El osteosarcoma se consolida como el tumor óseo maligno primario más frecuente en la población pediátrica, con un pico de incidencia crítico entre los 10 y 20 años de edad.

Esta patología, que se origina en las células mesenquimales primitivas formadoras de hueso, muestra una predilección por la metáfisis de los huesos largos, localizándose en el 30% de los casos en el fémur distal, seguido en frecuencia por la tibia proximal y el húmero proximal.

Aunque se trata de una enfermedad rara, representa la quinta causa de cáncer en jóvenes, lo que subraya la importancia de un diagnóstico precoz y un manejo especializado.

Desde la perspectiva clínica, el síntoma cardinal que debe alertar al facultativo es el dolor óseo progresivo, que típicamente se intensifica durante la noche y no muestra mejoría con el reposo. Es un error común en la práctica diaria atribuir este dolor exclusivamente a traumatismos deportivos menores; es fundamental entender que el golpe suele ser solo el evento que hace evidente una lesión preexistente.

Durante la exploración física, es posible palpar una masa firme y fija, y en estadios más avanzados, el paciente puede debutar con una fractura patológica, signo de una destrucción cortical severa que complica el pronóstico y la planificación quirúrgica.

El abordaje diagnóstico actual exige una combinación precisa de biomarcadores y técnicas de imagen avanzada. La radiografía simple puede revelar patrones de agresividad como el triángulo de Codman o la imagen en sol naciente, pero la resonancia magnética (RM) se mantiene como el estándar de oro para determinar la extensión local y guiar la cirugía. Debido a que el 90% de las metástasis ocurren en los pulmones, la tomografía computarizada (TC) de tórax es un requisito obligatorio para el estadiaje inicial.

En el laboratorio, la elevación de la fosfatasa alcalina y la lactato deshidrogenasa (LDH) actúan como potentes indicadores de una alta carga tumoral y un comportamiento biológico agresivo.

La biología molecular del osteosarcoma revela una estrecha relación con alteraciones genéticas en los genes RB1 y TP53, frecuentemente asociadas a síndromes como el de Li-Fraumeni. Histológicamente, el subtipo osteoblástico convencional es el más prevalente, caracterizado por la producción directa de matriz osteoide por células malignas. Un principio oncológico innegociable es que la biopsia debe realizarse siempre sobre el eje de la incisión quirúrgica definitiva. Un abordaje incorrecto en este punto es la causa principal de contaminación de tejidos sanos y el error más prevenible que deriva en amputaciones innecesarias.

En cuanto al tratamiento, el estándar de oro sigue siendo el protocolo MAP, que combina metotrexato a dosis altas, doxorrubicina y cisplatino. Este esquema inicia con quimioterapia neoadyuvante para reducir la masa tumoral, seguida de una cirugía de salvamento de la extremidad, la cual es posible en el 90% de los pacientes gracias a los avances en técnicas de reconstrucción.
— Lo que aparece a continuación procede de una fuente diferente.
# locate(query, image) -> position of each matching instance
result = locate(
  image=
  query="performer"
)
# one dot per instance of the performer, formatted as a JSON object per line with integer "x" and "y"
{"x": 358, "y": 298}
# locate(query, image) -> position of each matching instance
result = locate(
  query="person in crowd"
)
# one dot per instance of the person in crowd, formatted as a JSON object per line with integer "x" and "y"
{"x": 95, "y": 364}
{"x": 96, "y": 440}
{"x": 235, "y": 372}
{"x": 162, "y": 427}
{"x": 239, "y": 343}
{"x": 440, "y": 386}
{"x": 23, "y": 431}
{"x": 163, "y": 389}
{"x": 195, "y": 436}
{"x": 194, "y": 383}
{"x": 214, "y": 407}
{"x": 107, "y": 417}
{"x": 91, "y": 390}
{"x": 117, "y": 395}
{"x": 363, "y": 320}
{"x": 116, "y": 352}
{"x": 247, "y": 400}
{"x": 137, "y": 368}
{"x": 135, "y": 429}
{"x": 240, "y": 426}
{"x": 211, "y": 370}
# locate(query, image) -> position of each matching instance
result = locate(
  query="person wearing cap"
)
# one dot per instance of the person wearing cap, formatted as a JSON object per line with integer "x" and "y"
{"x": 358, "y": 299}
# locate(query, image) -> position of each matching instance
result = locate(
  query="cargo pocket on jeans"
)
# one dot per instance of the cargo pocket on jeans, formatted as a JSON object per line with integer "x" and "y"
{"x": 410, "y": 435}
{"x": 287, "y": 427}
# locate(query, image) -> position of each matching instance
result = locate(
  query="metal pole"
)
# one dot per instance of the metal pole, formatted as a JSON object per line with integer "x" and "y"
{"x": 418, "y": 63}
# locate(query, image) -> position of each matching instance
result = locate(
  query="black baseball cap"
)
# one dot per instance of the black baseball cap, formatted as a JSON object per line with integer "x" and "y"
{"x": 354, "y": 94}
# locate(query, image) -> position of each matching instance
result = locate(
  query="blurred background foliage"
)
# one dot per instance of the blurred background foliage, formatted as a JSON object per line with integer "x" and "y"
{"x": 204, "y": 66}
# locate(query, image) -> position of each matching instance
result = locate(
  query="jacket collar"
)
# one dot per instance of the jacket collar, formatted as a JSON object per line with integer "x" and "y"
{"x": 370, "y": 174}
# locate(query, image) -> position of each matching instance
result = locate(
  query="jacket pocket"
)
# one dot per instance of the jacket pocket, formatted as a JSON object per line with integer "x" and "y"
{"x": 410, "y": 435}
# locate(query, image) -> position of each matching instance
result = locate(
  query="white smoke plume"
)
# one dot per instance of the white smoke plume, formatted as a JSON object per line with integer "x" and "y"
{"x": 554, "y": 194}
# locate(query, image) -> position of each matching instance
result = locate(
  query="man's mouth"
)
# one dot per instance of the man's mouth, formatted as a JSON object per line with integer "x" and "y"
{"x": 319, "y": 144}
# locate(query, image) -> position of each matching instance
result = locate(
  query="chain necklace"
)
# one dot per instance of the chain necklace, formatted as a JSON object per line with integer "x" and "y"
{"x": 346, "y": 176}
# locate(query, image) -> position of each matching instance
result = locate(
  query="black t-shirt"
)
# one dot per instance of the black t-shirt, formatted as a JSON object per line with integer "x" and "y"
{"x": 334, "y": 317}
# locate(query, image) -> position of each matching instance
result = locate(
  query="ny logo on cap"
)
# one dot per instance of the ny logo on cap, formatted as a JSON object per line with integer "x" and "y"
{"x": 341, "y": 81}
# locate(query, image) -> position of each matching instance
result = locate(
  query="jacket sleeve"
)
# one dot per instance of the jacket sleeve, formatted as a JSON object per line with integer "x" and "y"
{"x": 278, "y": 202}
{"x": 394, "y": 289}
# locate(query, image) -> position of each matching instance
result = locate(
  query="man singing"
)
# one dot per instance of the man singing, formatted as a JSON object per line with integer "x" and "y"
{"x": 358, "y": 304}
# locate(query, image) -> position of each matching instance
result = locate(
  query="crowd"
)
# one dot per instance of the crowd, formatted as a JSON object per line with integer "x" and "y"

La respuesta al tratamiento se valida mediante el estudio histológico de la pieza quirúrgica, donde una necrosis tumoral igual o superior al 90% se considera un factor pronóstico favorable para la supervivencia a largo plazo.

A pesar de estos esfuerzos, la supervivencia global en casos localizados se ha estancado cerca del 60% al 70% en las últimas décadas, mientras que en la enfermedad metastásica la cifra desciende drásticamente al 20%.

Se están investigando inhibidores de tirosina quinasa como el sorafenib y el cabozantinib, así como la inmunoterapia con inhibidores de puntos de control. Además, la terapia con células CAR-T y la innovadora terapia oncolítica viral, que utiliza combinaciones de virus para atacar el tumor, representan las promesas más sólidas para mejorar el pronóstico en casos recurrentes o refractarios.

Finalmente, el éxito terapéutico no termina con la remisión, ya que los supervivientes requieren un seguimiento riguroso para gestionar los efectos secundarios tardíos. La exposición a la doxorrubicina impone un riesgo de miocardiopatía dependiente de la dosis, lo que obliga a realizar ecocardiogramas periódicos. Asimismo, el uso de cisplatino puede derivar en ototoxicidad y daño renal, mientras que el metotrexato puede comprometer la función hepática.

El futuro del manejo del osteosarcoma pediátrico reside en la integración de un enfoque multidisciplinario, una técnica quirúrgica impecable y la incorporación personalizada de las nuevas terapias biológicas.